Es waren allerdings die Briten, die sich dem Thema „Spezialeinsätze“ als Erste und auch am umfangreichsten annahmen, wohl auch aus einer strategischen Notwendigkeit heraus. Nachdem die deutsche Wehrmacht innerhalb weniger Montage nach Kriegsbeginn halb Europa überrannt und Frankreich kapituliert hatte, stand Großbritannien trotz seiner imperialen Ressourcen mit dem Rücken zur Wand. Premierminister Churchill war sich der Tatsache bewusst, dass sein Land – auch angesichts der nicht gerade ruhmreichen Evakuierung des britischen Expeditionskorps aus Dünkirchen Anfang Juni 1940 – jede Chance nutzen musste, um dem Deutschen Reich Schaden zuzufügen – auch gemäß dem Credo „überproportional große strategische und politischen Wirkung bei relativ geringen Ressourcenaufwand“. Dies führte bereits im darauffolgenden Juli zur Gründung der sogenannten Special Operations Executive (SOE), der der britischen Regisseur Guy Ritchie im eingangs erwähnten The Ministry of Ungentlemanly Warfare ein nicht ganz ernst gemeintes und dramaturgisch stark überzeichnetes Denkmal setzt.

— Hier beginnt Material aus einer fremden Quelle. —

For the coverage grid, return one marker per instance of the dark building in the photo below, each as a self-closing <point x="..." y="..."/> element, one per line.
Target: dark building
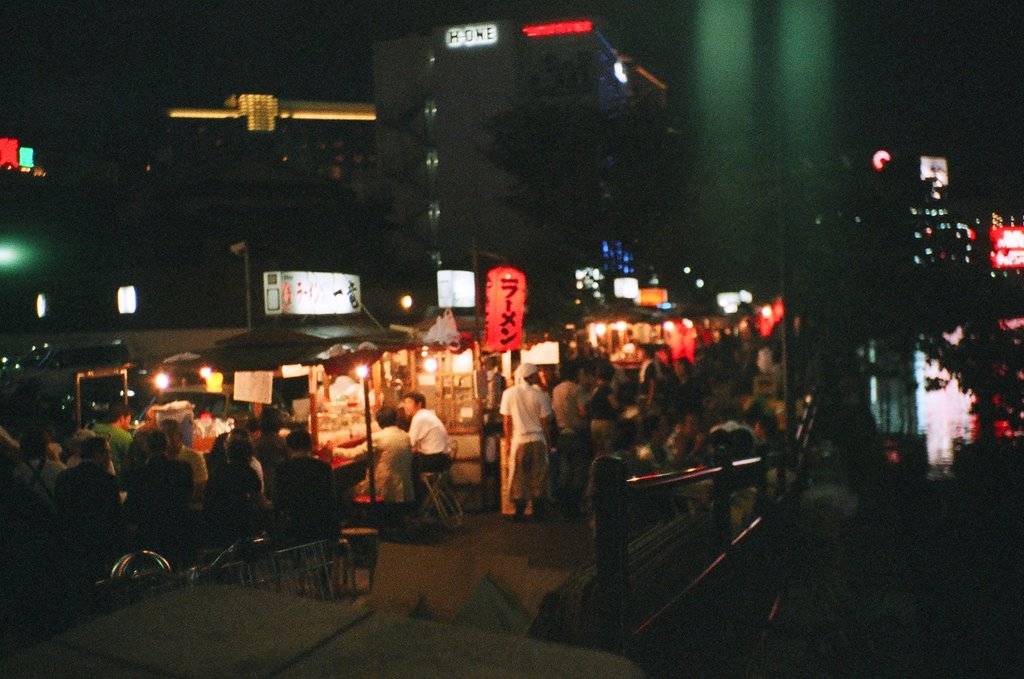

Der Filmtitel war jedoch durchaus Programm, denn die neue Organisation, die nicht dem War Office, sondern dem Ministry of Economic Warfare unterstellt war, sollte Churchills Worten zufolge Europa mittels subversiver Kriegsführung in Brand stecken. Sie blieb jedoch nicht der einzige Vorstoß in diese Richtung, denn auch die Armee selbst unternahm entsprechende Schritte, um – wie der Premierminister nach der verlorenen Schlacht um Frankreich auch vom Generalstab forderte – „a reign of terror“ an den europäischen Küsten zu installieren und den deutschen Truppen so das Leben dort schwer zu machen. Dies war nicht nur militärische Überlegungen geschuldet, sondern sollte auch die Moral der eigenen Bevölkerung heben, indem man ihr eine Sache vor Augen führte: Die britischen Streitkräfte waren nach dem Desaster in Frankreich noch nicht am Ende.